Now this is an interesting question. I rub at my face and try to get my brain working the way I know it should. We do have off-site programs for chemotherapy. And the hospital likes to appear to bend over backward for the Navajo community. I bet I could get a request for offsite delivery pushed through, given Ben’s position as a policeman. I am aware of more about the
stigma of cancer among the Navajo than Ben would think.
“I could probably get the chemotherapy off-site. But the initial radiation has to be done in a lab. Can you give me that? If I can get you the treatment at home?”
He pauses. “Yes. I can do that. I suppose. It’s either that or die in a couple weeks.”
He says this with such a cavalier tone that it chills me. It occurs to me that he has exhibited none of the usual traumatic overtones. His voice is calm and clear. No tears. No wavering. He is responsive, and not in shock. It’s not unlike the discussions I have with other doctors about swapping shifts. Straightforward. Practical. I jump at the opening.
“I’ll call you back within the hour, okay? Stay by your phone.”
“All right.”
I move to hang up, but he speaks again.
“Hey, doc?”
“Yes?”
“Who would give me the chemotherapy? At home?”
“One of our oncology nurses.”
“Can I request one?”
I already know where this is going. I can’t help but laugh. It’s a strange, desperate laugh. Thankfully I cover the mouthpiece first.
“Caroline Adams?” I ask.
“Y…yeah.”
I shake my head, but I say, “Yes. I think I can make that happen.”
“Thanks.”
“Ben, we can beat this. I’ve seen people with stage four diagnoses beat it before.”
He pauses again, and I think that maybe I’ve finally gotten through to him. I picture him holding his head, or covering the receiver while he gathers himself, steels himself for the battle. But after a minute he speaks again, and his voice is as even as glass.
“Yeah. I guess we’ll see.”
I get this uncanny feeling he’s trying to let me down easy.
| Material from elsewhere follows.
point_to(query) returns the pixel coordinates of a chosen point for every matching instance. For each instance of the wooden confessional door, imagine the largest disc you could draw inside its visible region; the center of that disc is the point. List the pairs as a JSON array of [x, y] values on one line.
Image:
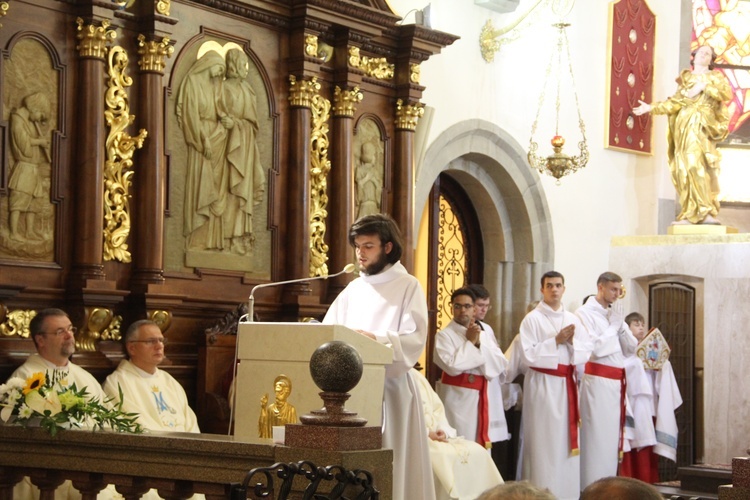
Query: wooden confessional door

As soon as I hang up, I call the hospital on the off chance I can catch Caroline, but they tell me she was released early and went home from night shift two hours ago. I nearly curse out loud at the poor charge nurse, but I catch myself, thank her, and hang up. Then I stare at my phone for another ten full minutes as the sunbeams creep into my living room. Dust motes swirl about my table and my head. This is insanity. I had plenty of chances to disassociate myself from this. Let Ben be Ben and Caroline be Caroline. I know they want each other. It’s like they reach towards each other when they are together. Even an analytical robot like myself can see that. Where along the line did I think it would help my chances with Caroline to throw her into close quarters with Ben? A terrible thought creeps into my brain, and the more I try to shut it out the stronger it becomes.